Organ weights and water content of rats fed protein-deficient diets.

  • 1 January 1968
    • journal article
    • Vol. 38 (6), 971-7
Abstract
To provide the basic information needed for studies of drug toxicity in rats suffering from protein deficiency, weanling male albino rats were fed for 28 days on either laboratory chow or a synthetic diet containing 27% or 8% of casein. The low-protein diet produced a kwashiorkoric cachexia characterized by stunting, alopecia, tail dermatitis, apathy, augmented calorie intake per kg body-weight and a 20% death rate. Autopsies at weekly intervals disclosed that the synthetic normal-protein diet produced a slight loss of total body-weight, due to loss of weight in the adrenal glands and gastrointestinal tissues, and a more-or-less generalized dehydration of body organs. The body-weight of the kwashiorkoric rats was half that of the control groups, due especially to loss of weight in caecum, kidneys, liver, muscle, skin, spleen, salivary glands and thymus gland; loss of weight was less marked in other organs, particularly the stomach, heart and testes and, especially, the brain.

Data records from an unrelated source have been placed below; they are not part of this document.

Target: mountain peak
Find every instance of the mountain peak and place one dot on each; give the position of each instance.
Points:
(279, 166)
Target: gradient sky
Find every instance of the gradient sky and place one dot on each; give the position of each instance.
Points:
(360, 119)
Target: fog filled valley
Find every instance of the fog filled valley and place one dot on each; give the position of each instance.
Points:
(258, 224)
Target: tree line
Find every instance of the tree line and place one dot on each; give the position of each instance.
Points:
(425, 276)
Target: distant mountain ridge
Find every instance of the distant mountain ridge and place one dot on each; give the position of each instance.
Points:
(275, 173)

There was further dehydration of adrenals and brain but the liver and gastrointestinal tissues tended to be hydrated. The kwashiorkoric diet had not entirely suppressed growth-stimulated relative increase in weight of muscle, skin and testes. The histology of organs was essentially normal in the survivors. Absence of oedema in organs distinguished the kwashiorkoric rats from rats with total calorie depletion.